Opponents to tax to fund pension plan call language confusing

JACKSONVILLE, Fla. – Jacksonville Mayor Lenny Curry answered questions about his plan to use a half-cent sales tax to pay down the city's pension deficit at a town hall meeting in San Marco Thursday night. 

Curry has been making his way through Jacksonville -- going district by district -- to clarify the plan.

Concerned Taxpayers of Duval County and several other activists filed a lawsuit against the amendment, saying the language in the referendum is just too confusing, and that voters won't know what the amendment means.

But Curry said, simply put, the plan is solid and the best option. He said he's confident it will pass.

At the meeting at Southside Baptist Church, Curry said he believes "we are on the road to Detroit" if the pension crisis is not solved.
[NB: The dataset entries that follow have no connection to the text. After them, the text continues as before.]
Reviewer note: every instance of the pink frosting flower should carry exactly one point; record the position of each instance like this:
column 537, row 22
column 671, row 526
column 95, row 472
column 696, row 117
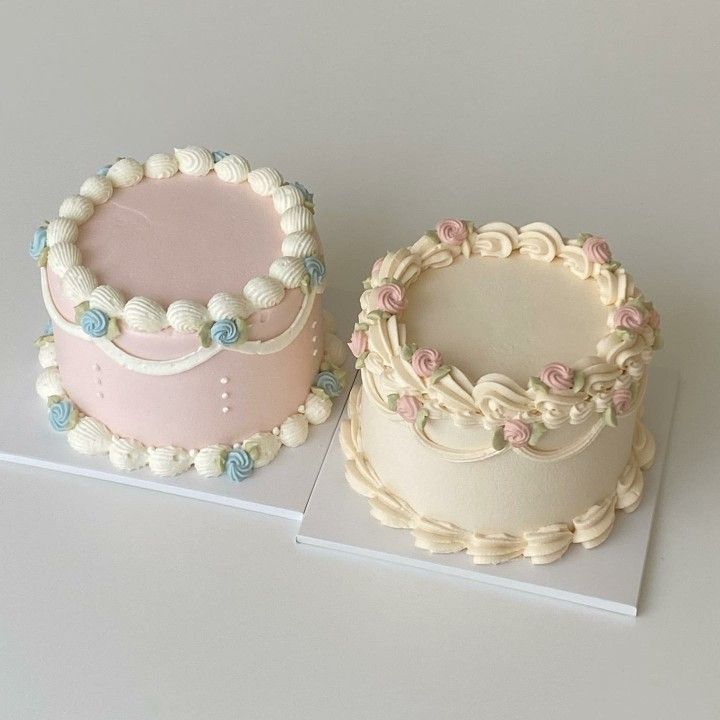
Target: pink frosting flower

"The people that don't think they're paying for pension costs right now, their tax dollars in this operating budget, $292 million that they pay that should be going to services for them are being paid to pension costs," Curry said.

Voters will have the chance on Aug. 30 to decide whether to approve the sales tax, which would go into effect in 2030, once the Better Jacksonville half-cent tax expires. 

The tax could solely be used to pay off the pension liability and would end when the debt is paid off, but would not last beyond 2060.

"Government officials often say, 'Give me this revenue so I can solve this problem.' And then we find out years later, the problem wasn't solved. We wrote this legislation in a way that says, 'This tax dollar, this penny can only be used to solve this problem. I can't change that. Another mayor cannot change that and council can't change that," Curry said. 

Kathleen Perera, who lives on the city's Southside, was one of the many people who attended the meeting to learn more about the referendum. 

"I've been hearing a lot about it but really haven't been paying attention to the details. So I said, 'This is the time to come out and look at it,'" Perera said. "I was very impressed with it. What I was most concerned about was they were going to do for the pension for the future, as well as paying for the pension now."

Perera said she believed Curry did a good job clearing up any confusion. She said it was also great that the mayor is keeping up with his promise of transparency and staying in touch with the community.